Apocalipsis 5
1Y VI en la mano derecha del que estaba sentado sobre el trono un libro escrito por dentro y por detrás, sellado con siete sellos.
2Y vi un fuerte ángel, predicando en alta voz: ¿Quién es digno de abrir el libro, y de desatar sus sellos?
3Y ninguno podía, ni en el cielo, ni en la tierra, ni debajo de la tierra, abrir el libro, ni mirarlo.
4Y yo lloraba mucho, porque no había sido hallado ninguno digno de abrir el libro, ni de leerlo, ni de mirarlo.
5Y uno de los ancianos me dice: No llores: he aquí, el León de la tribu de Judá, la raíz de David, que ha vencido para abrir el libro, y desatar sus siete sellos.
6Y miré; y, he aquí, en medio del trono, y de los cuatro seres vivientes, y en medio de los ancianos, estaba un Cordero en pie como uno que hubiera sido inmolado, que tenía siete cuernos, y siete ojos, que son los siete Espíritus de Dios enviados en toda la tierra.
7Y él vino, y tomó el libro de la mano derecha de aquel que estaba sentado en el trono.

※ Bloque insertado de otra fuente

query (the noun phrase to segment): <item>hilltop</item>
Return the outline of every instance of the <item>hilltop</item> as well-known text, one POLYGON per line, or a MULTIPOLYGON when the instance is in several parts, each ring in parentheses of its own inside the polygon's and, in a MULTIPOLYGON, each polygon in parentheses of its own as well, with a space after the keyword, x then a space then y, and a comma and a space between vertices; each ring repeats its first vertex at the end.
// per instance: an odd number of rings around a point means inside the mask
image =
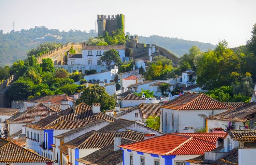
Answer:
MULTIPOLYGON (((68 42, 81 42, 87 41, 90 37, 97 36, 97 33, 91 30, 85 31, 72 30, 66 32, 57 29, 48 29, 45 26, 35 26, 29 30, 20 31, 12 31, 3 34, 0 30, 0 66, 11 65, 18 60, 24 59, 27 52, 35 48, 44 42, 55 42, 64 44, 68 42)), ((170 38, 156 35, 150 37, 139 36, 140 43, 156 44, 162 47, 177 57, 181 57, 188 52, 193 45, 196 45, 202 51, 209 48, 213 49, 214 46, 210 43, 170 38)))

8Y cuando hubo tomado el libro, los cuatro seres vivientes, y los veinticuatro ancianos se postraron delante del Cordero, teniendo cada uno arpas, y copas de oro llenas de perfumes, que son las oraciones de los santos:
9Y cantaban un nuevo cántico, diciendo: Digno eres de tomar el libro, y de abrir sus sellos; porque tú fuiste inmolado, y nos has redimido para Dios con tu sangre, de toda tribu, y lengua, y pueblo, y nación:
10Y nos has hecho para nuestro Dios, reyes y sacerdotes, y reinaremos sobre la tierra.
11Y miré, y oí la voz de muchos ángeles al derredor del trono, y de los seres vivientes, y de los ancianos; y el número de ellos era millones de millones,
12Que decían en alta voz: El Cordero que fue inmolado es digno de recibir poder, y riquezas, y sabiduría, y fortaleza, y honra, y gloria, y bendición.
13Y oí a toda criatura que está en el cielo, y sobre la tierra, y debajo de la tierra, y que está en el mar, y todas las cosas que en ellos están, diciendo: Al que está sentado en el trono, y al Cordero, sea bendición, y honra, y gloria, y potencia por siempre jamás.
14Y los cuatro seres vivientes decían: Amén. Y los veinte y cuatro ancianos se postraron, y adoraron al que vive por siempre jamás.